Let $f : X \to Y$ be an arbitrary function and define a relation $R \subseteq X \times X$ by
$R = \{ (x_1, x_2) : f(x_1) = f(x_2) \}$
Show that $R$ is an equivalence relation and describe its equivalence classes.
The provided solution was
For each $y \in Y$, the pre-image of $y$, usually denoted $f^{-1}(y)$, is an equivalence class.
I know that, for an equivalence relation on a set $A$, an equivalence class is defined as
$[a]_R = \{b \in A : (a, b) \in R \}$ for all $a \in A$.
Using the definition of an equivalence class, my impression was that we need to find the set of all elements $x_2 \in X$ such that $f(x_1) = f(x_2)$. But the provided solution does not seem to follow this definition, so I do not understand how it qualifies as an equivalence class?
I would greatly appreciate it if people could please take the time to clarify why the provided solution is correct and how it makes sense as an equivalence class, given the definition of equivalence class that I provided.

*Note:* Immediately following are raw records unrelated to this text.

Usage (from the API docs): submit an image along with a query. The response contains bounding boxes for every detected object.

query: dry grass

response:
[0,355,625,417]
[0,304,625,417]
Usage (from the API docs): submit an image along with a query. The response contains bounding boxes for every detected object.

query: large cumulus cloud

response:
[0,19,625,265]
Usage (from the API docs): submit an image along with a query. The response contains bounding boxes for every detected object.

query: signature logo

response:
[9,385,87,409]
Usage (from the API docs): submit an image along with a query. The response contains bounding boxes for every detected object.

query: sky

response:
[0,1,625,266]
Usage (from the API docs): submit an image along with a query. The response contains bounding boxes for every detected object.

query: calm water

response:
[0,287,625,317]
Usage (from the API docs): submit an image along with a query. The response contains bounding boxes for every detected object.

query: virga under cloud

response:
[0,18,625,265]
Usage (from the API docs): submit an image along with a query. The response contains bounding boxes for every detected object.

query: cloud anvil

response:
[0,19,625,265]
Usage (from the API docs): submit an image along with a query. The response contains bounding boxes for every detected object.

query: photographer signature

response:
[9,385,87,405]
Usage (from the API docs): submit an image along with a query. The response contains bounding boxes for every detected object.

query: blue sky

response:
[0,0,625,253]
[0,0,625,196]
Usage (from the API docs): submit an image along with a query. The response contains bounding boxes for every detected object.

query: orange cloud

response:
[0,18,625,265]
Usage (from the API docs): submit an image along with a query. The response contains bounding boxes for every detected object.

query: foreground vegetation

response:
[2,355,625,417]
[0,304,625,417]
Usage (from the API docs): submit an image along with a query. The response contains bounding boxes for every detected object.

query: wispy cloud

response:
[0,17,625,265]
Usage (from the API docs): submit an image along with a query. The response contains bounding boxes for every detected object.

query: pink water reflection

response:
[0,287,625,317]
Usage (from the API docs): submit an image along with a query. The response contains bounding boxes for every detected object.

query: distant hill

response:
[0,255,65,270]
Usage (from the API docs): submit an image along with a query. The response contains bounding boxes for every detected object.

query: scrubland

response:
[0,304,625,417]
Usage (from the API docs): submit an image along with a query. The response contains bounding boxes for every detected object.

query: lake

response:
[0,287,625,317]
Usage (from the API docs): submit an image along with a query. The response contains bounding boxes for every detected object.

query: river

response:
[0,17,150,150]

EDIT: If this solution is incorrect and/or incomplete, then what actually is the correct solution?
You are looking at the problem from the equivalence relation perspective. Given a relation $R$, it is an equivalence relation if it is reflexive, symmetric, and transitive. This is the definition and your solution is to prove that the given relation has those three features.
It seems the provided solution is taking a different perspective. One of the first things that one does with an equivalence relation is to use it to partition the set of definition of the relation into equivalence classes. The set, $X$ in this case, is partitioned into disjoint subsets whose union is the original set.
The missing piece seems to be that these two perspectives are the same. An equivalence relation defines a partition and a partition defines an equivalence relation (via $(x_1,x_2)\in R$ iff $x_1$ and $x_2$ are in the same subset in the partition).
Your solution used the first perspective, the provided solution uses the second perspective. The stumbling block seems to be recognizing that the two perspectives are equivalent.